Я в растерянности попятилась к выходу. Не понимала, в чем я виновата. Лобачевского ведь правда звали Николай Иванович. Я была добросовестная ученица и читательница, я могла бы сказать и как звали автора «Очерков…», Кагана, — Вениамин Федорович. Почему меня отправили? И что я скажу Бородуле? И что я скажу дома родителям? Но собеседование уже шло дальше, одновременно отвечали несколько человек, все были заняты, мне некому было задать свои вопросы...
Бородуля, как и обещал, сидел на ступенях Главного входа. Я понуро подошла и рассказала все, как было.
— Я им покажу «идите»! — закричал Бородуля, наливаясь краской, и рванулся ко входу. В таком состоянии никакая охрана не могла бы его остановить, он буквально сметал все на своем пути.
Вернулся он нескоро, минут через сорок, а может, и того больше. Я все это время стояла недвижно на ступенях Главного входа, сесть на ступени, как Бородуля, мне было неловко, а больше сесть было некуда. Мне еще плохо были знакомы эти новые места, окраина Москвы, Воробьевы горы. Через реку открывалась вдали Москва, тоже какая-то незнакомая. Простор, воздух, дали — ничто не радовало, все подавляло чувство несправедливости— меня впервые отправили как двоечницу, без объяснения причин. Может, тогда и надо было отнестись к этому знаку как к нехорошему предзнаменованию и больше не стараться пройти на мехмат, но мысли как-то не строились, вариантов тоже никаких не подворачивалось. Наконец из главных дверей вышел Бородуля. Шел какой-то игривой походочкой, как деревенский кавалер на танцы, подошел, улыбаясь, и, все еще разгоряченный борьбой, повторил: «Я им покажу „идите”!» Потом объяснил уже более спокойно и понятно: прорвался, нашел, где механико-математический факультет, нашел аудиторию, где продолжалось собеседование, хотел прямо там «показать им», но его уговорили пройти в кабинет замдекана К. А. Рыбникова, ответственного за новый набор.

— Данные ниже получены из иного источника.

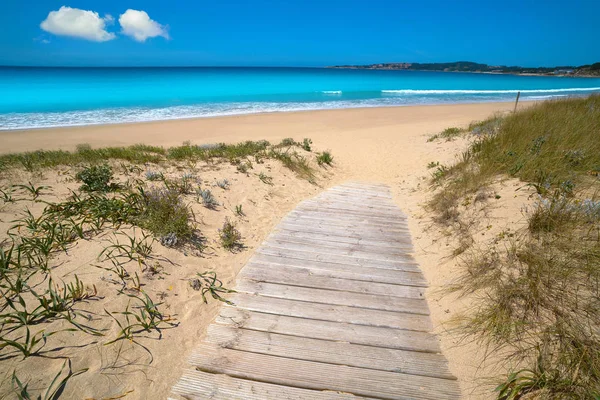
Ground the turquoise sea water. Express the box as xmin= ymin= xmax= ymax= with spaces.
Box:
xmin=1 ymin=67 xmax=600 ymax=130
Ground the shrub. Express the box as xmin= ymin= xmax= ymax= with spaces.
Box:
xmin=197 ymin=189 xmax=218 ymax=209
xmin=145 ymin=171 xmax=163 ymax=181
xmin=280 ymin=138 xmax=296 ymax=147
xmin=76 ymin=164 xmax=116 ymax=192
xmin=219 ymin=218 xmax=242 ymax=251
xmin=216 ymin=179 xmax=230 ymax=190
xmin=317 ymin=151 xmax=333 ymax=166
xmin=137 ymin=188 xmax=193 ymax=240
xmin=302 ymin=138 xmax=313 ymax=152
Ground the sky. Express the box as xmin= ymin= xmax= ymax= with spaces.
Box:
xmin=0 ymin=0 xmax=599 ymax=67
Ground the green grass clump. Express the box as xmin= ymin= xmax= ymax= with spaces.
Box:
xmin=431 ymin=95 xmax=600 ymax=399
xmin=76 ymin=164 xmax=116 ymax=192
xmin=137 ymin=188 xmax=193 ymax=241
xmin=317 ymin=151 xmax=334 ymax=166
xmin=219 ymin=218 xmax=242 ymax=252
xmin=428 ymin=126 xmax=464 ymax=142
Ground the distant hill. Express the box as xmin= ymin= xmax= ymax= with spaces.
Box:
xmin=329 ymin=61 xmax=600 ymax=77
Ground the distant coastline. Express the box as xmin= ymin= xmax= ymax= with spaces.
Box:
xmin=328 ymin=61 xmax=600 ymax=78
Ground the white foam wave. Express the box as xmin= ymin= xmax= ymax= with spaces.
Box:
xmin=322 ymin=90 xmax=342 ymax=94
xmin=382 ymin=87 xmax=600 ymax=94
xmin=0 ymin=90 xmax=596 ymax=130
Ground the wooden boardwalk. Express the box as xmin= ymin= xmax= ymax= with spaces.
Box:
xmin=171 ymin=183 xmax=460 ymax=400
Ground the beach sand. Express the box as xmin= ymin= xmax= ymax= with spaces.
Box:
xmin=0 ymin=102 xmax=531 ymax=399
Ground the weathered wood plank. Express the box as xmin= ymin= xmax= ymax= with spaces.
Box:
xmin=228 ymin=293 xmax=432 ymax=331
xmin=240 ymin=264 xmax=427 ymax=297
xmin=201 ymin=325 xmax=455 ymax=380
xmin=265 ymin=237 xmax=413 ymax=255
xmin=272 ymin=230 xmax=414 ymax=249
xmin=276 ymin=220 xmax=410 ymax=236
xmin=284 ymin=213 xmax=407 ymax=227
xmin=190 ymin=344 xmax=460 ymax=400
xmin=255 ymin=246 xmax=417 ymax=269
xmin=294 ymin=206 xmax=405 ymax=220
xmin=274 ymin=226 xmax=414 ymax=244
xmin=250 ymin=252 xmax=422 ymax=275
xmin=284 ymin=214 xmax=409 ymax=230
xmin=299 ymin=197 xmax=402 ymax=210
xmin=235 ymin=280 xmax=430 ymax=315
xmin=260 ymin=241 xmax=413 ymax=263
xmin=216 ymin=308 xmax=441 ymax=353
xmin=173 ymin=369 xmax=374 ymax=399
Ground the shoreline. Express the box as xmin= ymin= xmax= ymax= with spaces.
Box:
xmin=3 ymin=101 xmax=521 ymax=153
xmin=2 ymin=101 xmax=521 ymax=133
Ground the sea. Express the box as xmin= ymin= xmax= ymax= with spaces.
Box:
xmin=1 ymin=67 xmax=600 ymax=130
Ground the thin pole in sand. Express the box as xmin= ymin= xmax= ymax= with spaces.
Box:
xmin=514 ymin=91 xmax=521 ymax=112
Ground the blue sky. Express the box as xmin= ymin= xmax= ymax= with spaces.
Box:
xmin=1 ymin=0 xmax=598 ymax=67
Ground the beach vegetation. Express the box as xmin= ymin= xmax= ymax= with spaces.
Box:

По-видимому, Рыбникову грозить не пришлось — он уважил фронтовика и принес книгу протоколов собеседования. Против моей фамилии стояло: «На все вопросы дала правильные, развернутые ответы». Вот так. Не только правильные, но и развернутые. Когда я стала уж совсем взрослой, мне как-то прояснилось, что специальных заслуг на самом собеседовании от меня уже не требовалось, — во-первых, я достаточно проявила себя за десять школьных лет; во-вторых, моя «автобиография», которая лежала рядом со спрашивающим, была настолько гладкой, что нечего было на меня тратить и время, — ясно, что таких круглых отличниц, комсомолок, да при этом дочек высокого работника аппарата правительства, надо зачислять безо всяких проволочек, — будущий «золотой фонд». Я не хочу утверждать, чего не знаю, но все же очень правдоподобно, что против моей фамилии (не только одной моей, конечно) заранее стоял какой-нибудь «положительный» значок, позволивший Андрею Дерибасу не тратить на меня времени, он просто понял это так непосредственно, что перепугал и меня, и моего учителя, отправив меня прямо после первого вопроса.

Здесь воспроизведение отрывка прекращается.